Dawkins covers all his usual bases and a few more to boot. Some of the book reviews have inspired me to find those books (Pluto's Republic, Red Strangers, and The Lion Children) to see for myself. Others, I have already read. He, of course, gives religion its well deserved knocks in typical Dawkins fashion.
At its most naive, this intellectual appeasement policy (of saying that religion and science are harmonious, or equal, as each answers different kinds of questions and never tread on the other's turf) partitions the intellectual territory into "how questions" (science) and "why questions" (religion). What are "why questions," and why should we feel entitled to think they deserve an answer? There may be some deep questions about the cosmos that are forever beyond science. The mistake is to think that they are therefore not beyond religion, too. (p. 149)And
...modern theists might acknowledge that, when it comes to Baal and the golden calf, Thor and Wotan, Poseidon and Apollo, Mithras and Ammon Ra, they are actually atheists. We are all atheists about most of the gods that humanity has ever believed in. Some of us just go one god further. (p. 150)He also discusses the Gould-Dawkins battles. And, as I've been saying all along, the war between the two really wasn't all that bad if you actually read their reviews of each other instead of the headlines and the titles of the reviews. They agreed more than they disagreed and were friendly to each other in private.
The final piece, "Good and Bad Reasons for Believing," from How Thing Are is exceptional. It is sort of a Demon Haunted World, condensed version, for kids. If you are a fan of Douglas Adams you don't want to miss the eulogy and lament (2 different items in the book) Dawkins writes for him.

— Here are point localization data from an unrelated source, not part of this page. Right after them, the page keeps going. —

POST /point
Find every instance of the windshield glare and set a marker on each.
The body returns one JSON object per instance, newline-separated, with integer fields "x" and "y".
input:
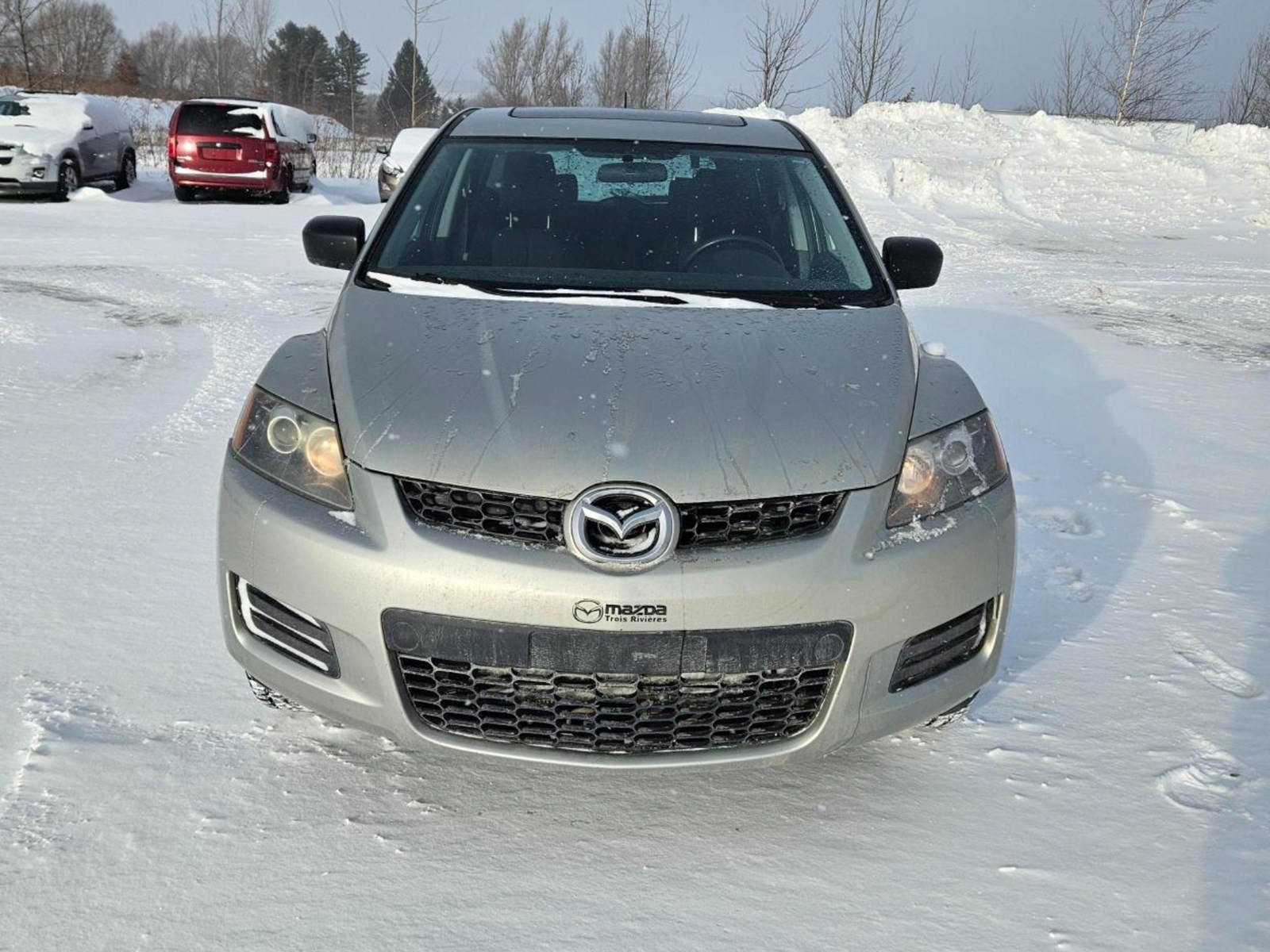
{"x": 629, "y": 216}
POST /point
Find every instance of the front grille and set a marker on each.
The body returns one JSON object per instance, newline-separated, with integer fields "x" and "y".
{"x": 614, "y": 714}
{"x": 760, "y": 520}
{"x": 487, "y": 513}
{"x": 286, "y": 630}
{"x": 940, "y": 651}
{"x": 540, "y": 520}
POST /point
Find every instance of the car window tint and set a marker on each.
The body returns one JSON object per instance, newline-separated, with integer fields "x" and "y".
{"x": 219, "y": 120}
{"x": 613, "y": 215}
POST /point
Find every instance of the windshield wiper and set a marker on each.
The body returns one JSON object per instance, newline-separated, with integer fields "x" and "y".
{"x": 491, "y": 287}
{"x": 799, "y": 298}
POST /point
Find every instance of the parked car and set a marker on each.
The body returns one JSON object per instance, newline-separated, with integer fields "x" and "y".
{"x": 217, "y": 145}
{"x": 52, "y": 143}
{"x": 398, "y": 158}
{"x": 618, "y": 450}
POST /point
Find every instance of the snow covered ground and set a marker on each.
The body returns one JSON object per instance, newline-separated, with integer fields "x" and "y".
{"x": 1111, "y": 296}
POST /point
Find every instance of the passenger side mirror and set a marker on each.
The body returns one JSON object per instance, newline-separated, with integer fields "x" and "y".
{"x": 912, "y": 263}
{"x": 334, "y": 240}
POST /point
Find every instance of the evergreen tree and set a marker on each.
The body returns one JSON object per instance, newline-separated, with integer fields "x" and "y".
{"x": 348, "y": 76}
{"x": 125, "y": 76}
{"x": 402, "y": 105}
{"x": 300, "y": 69}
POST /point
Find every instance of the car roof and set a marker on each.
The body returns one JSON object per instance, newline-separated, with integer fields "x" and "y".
{"x": 224, "y": 101}
{"x": 626, "y": 125}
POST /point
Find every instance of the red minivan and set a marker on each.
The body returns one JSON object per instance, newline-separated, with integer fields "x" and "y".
{"x": 241, "y": 144}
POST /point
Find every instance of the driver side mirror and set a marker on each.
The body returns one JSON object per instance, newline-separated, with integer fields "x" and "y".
{"x": 334, "y": 240}
{"x": 912, "y": 263}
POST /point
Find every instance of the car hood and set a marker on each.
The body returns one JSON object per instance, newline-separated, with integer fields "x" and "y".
{"x": 548, "y": 397}
{"x": 37, "y": 140}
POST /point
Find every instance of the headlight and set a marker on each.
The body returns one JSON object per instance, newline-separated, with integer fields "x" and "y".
{"x": 945, "y": 469}
{"x": 294, "y": 448}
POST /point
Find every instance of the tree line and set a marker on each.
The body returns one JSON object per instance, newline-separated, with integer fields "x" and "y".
{"x": 234, "y": 48}
{"x": 1134, "y": 63}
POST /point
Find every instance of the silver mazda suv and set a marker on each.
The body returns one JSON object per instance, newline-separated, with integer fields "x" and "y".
{"x": 618, "y": 451}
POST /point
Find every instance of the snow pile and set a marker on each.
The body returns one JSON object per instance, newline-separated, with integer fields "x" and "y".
{"x": 1133, "y": 228}
{"x": 1045, "y": 171}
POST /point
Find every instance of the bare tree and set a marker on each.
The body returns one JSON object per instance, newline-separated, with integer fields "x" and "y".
{"x": 256, "y": 25}
{"x": 1073, "y": 90}
{"x": 19, "y": 36}
{"x": 559, "y": 74}
{"x": 614, "y": 73}
{"x": 506, "y": 67}
{"x": 1149, "y": 57}
{"x": 220, "y": 54}
{"x": 1248, "y": 101}
{"x": 964, "y": 89}
{"x": 79, "y": 44}
{"x": 779, "y": 48}
{"x": 539, "y": 65}
{"x": 933, "y": 83}
{"x": 163, "y": 59}
{"x": 870, "y": 52}
{"x": 648, "y": 63}
{"x": 664, "y": 59}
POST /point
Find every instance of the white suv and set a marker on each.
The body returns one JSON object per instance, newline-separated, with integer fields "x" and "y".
{"x": 52, "y": 143}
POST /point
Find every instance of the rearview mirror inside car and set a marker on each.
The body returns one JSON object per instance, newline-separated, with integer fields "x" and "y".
{"x": 633, "y": 173}
{"x": 912, "y": 263}
{"x": 334, "y": 240}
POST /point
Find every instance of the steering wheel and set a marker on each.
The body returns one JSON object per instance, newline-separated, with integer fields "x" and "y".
{"x": 743, "y": 240}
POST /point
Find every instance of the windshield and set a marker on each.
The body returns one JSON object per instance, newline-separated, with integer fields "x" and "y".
{"x": 48, "y": 113}
{"x": 214, "y": 120}
{"x": 622, "y": 216}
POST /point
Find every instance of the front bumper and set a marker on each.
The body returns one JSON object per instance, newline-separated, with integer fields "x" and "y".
{"x": 886, "y": 585}
{"x": 27, "y": 188}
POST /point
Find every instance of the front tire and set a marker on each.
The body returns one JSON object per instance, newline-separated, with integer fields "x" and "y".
{"x": 67, "y": 179}
{"x": 127, "y": 173}
{"x": 283, "y": 194}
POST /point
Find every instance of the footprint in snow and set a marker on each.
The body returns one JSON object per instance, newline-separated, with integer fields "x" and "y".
{"x": 1060, "y": 522}
{"x": 1213, "y": 668}
{"x": 1210, "y": 782}
{"x": 1068, "y": 582}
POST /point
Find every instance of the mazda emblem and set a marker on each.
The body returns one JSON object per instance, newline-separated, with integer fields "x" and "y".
{"x": 622, "y": 527}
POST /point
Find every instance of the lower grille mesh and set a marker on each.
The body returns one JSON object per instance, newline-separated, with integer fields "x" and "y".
{"x": 614, "y": 714}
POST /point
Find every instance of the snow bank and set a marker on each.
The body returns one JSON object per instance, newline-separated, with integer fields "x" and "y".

Dawkins says that "Peter Medawar is a giant among scientists and a wicked genius with English prose." (p. 197) The same can certainly be said of Dawkins himself. Read this book, and you'll have to agree.
from the publisher:
One of the most renowned evolutionary biologists at work today, Richard Dawkins has written passionately for years on subjects that matter deeply to him - and matter urgently to all of us. A Devil's Chaplain brings together the best and most provocative of his essays, on subjects ranging from evolution to ethics, from travel to literature, from education to religion. The result is an intriguing portrait of one of the finest minds in science. With eloquence and vigor, these essays put forward Dawkins's most fundamental axiom: seek truth. He speaks out against pseudoscience and deftly dissects religion and mysticism. In a powerful letter to his ten-year-old daughter, he argues for the necessity of basing any belief on solid evidence. And he doesn't shy away from skewering the loftiest institutions, whether judicial or educational. "To hell with . . . your fact-stuffed syllabuses and your endless roster of exams," he proclaims with refreshing directness. He writes infectiously of his awe at the marvelous complexity of the universe, pays moving tribute to dear friends and worthy colleagues, and tenderly recalls his boyhood in Africa. Uncompromising, even ruthless as Dawkins famously is when defending scientific truth and reason, this collection also shows a gentler, more contemplative side which may surprise his many readers. Here we meet the essential Richard Dawkins: inspirational in both his unswerving attention to rationalism and his abiding passions.